Seules les larves sont susceptibles d'acquérir le virus, en 15 minutes minimum. Les inoculations ont lieu essentiellement au cours de l'alimentation des adultes. Chez F. occidentalis comme chez T. tabaci, les femelles accumulent plus de virus mais ce sont les mâles qui le transmettent avec la plus grande efficience. Les larves piquent les cellules épidermiques, injectent de la salive à l'origine de la lyse du contenu cellulaire, et aspirent celui-ci. Cinq à quinze minutes suffisent pour réaliser l'acquisition, et la période de latence dure au moins quatre jours. Le virus est retenu pendant la mue de l'insecte et pourrait se multiplier dans ce dernier. Les thrips, qui sont de petite taille, se déplacent sur de courtes distances. Ils sont parfois emportés par des courants d'air ascendants qui les transportent passivement à plusieurs centaines de mètres, voire plus dans certaines situations. Les adultes, dont la durée de vie varie de 30 à 45 jours, sont virulifères jusqu'à leur mort. Les thrips ne transmettent pas le TSWV à leur descendance. Les symptômes peuvent apparaître de 7 à 14 jours après inoculation.

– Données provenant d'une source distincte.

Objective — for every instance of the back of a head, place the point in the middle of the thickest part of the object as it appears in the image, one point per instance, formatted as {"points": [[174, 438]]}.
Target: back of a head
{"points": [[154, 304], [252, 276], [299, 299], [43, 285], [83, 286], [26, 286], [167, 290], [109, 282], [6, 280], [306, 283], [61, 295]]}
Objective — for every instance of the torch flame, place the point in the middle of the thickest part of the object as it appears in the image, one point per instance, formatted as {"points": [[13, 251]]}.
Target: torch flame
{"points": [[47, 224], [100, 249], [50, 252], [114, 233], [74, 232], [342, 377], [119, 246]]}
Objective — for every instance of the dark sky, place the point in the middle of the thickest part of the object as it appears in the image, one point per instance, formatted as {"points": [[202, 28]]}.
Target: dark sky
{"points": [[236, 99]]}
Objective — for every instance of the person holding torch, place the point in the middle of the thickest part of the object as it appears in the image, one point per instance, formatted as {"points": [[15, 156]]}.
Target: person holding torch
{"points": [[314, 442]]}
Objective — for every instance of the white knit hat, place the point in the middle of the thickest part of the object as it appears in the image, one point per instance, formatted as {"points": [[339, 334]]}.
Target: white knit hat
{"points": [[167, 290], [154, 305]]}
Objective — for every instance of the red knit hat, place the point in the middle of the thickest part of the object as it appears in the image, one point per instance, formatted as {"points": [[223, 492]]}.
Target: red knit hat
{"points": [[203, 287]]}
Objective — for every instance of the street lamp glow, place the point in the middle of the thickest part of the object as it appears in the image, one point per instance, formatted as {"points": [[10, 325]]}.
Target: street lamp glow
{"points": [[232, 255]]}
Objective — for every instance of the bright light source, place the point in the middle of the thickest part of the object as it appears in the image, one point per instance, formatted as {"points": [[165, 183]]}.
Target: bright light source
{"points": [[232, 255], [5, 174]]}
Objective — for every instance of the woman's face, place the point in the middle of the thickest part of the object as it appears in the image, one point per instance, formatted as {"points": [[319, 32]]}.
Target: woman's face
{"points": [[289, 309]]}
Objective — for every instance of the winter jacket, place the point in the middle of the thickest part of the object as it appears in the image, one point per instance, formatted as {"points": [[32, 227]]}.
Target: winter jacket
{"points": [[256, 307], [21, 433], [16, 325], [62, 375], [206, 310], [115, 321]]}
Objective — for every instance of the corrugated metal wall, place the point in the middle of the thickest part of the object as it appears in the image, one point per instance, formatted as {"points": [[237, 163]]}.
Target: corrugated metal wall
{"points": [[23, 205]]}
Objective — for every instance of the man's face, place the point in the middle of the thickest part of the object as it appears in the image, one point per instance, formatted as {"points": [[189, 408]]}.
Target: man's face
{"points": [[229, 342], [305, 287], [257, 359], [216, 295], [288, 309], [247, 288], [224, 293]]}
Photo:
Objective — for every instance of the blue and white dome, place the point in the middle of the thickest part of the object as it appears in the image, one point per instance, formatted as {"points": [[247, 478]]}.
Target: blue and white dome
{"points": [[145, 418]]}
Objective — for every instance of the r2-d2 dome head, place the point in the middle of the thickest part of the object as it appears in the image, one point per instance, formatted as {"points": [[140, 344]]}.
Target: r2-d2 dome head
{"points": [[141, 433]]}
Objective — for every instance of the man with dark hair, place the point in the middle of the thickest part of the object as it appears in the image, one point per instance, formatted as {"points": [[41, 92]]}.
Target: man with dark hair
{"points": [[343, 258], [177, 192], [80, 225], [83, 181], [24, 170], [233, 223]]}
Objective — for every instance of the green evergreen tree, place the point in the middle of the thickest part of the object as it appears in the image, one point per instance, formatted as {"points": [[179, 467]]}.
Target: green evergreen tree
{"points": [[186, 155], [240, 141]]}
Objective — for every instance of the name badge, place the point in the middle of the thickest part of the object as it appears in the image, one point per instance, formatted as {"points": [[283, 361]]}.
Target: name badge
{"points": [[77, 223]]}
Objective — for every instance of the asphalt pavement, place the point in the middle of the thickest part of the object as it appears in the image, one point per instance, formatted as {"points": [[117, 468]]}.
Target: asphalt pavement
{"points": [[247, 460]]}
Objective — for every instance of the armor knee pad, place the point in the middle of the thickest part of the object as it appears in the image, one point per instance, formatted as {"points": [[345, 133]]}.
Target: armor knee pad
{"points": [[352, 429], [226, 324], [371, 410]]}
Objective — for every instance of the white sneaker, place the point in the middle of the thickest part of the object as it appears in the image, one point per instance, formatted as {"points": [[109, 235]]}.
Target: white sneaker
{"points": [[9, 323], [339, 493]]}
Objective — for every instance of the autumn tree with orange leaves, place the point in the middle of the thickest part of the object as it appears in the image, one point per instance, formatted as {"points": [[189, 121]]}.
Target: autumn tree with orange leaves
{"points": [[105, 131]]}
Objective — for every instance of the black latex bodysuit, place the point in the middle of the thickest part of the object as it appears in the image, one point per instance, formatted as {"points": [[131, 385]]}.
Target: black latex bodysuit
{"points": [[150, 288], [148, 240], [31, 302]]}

En plus d'être des vecteurs de virus, les thrips sont des insectes ravageurs et provoquent à ce titre divers symptômes sur tomate. Vous y trouverez aussi des informations sur leur biologie.
Le TSWV est transmissible par inoculation mécanique, mais pas par simple contact. Il l'est aussi par les semences et les organes de reproduction végétative chez plusieurs plantes. Sa transmission par les semences est controversée : si des résultats anciens rapportent qu'il serait transmis à un taux de l'ordre de 1 %, le virus étant présent sur les téguments mais pas dans l'embryon, des travaux récents infirmeraient cette propriété. On se méfiera des plants qui pourraient avoir été contaminés en pépinière.
Dans la nature, les risques d'infection d'une plante par le TSWV dépendent notamment de l'attirance exercée par cette dernière sur les thrips vecteurs. En effet, ces insectes ont des préférences pour leur alimentation, en fonction de la saison et du climat local.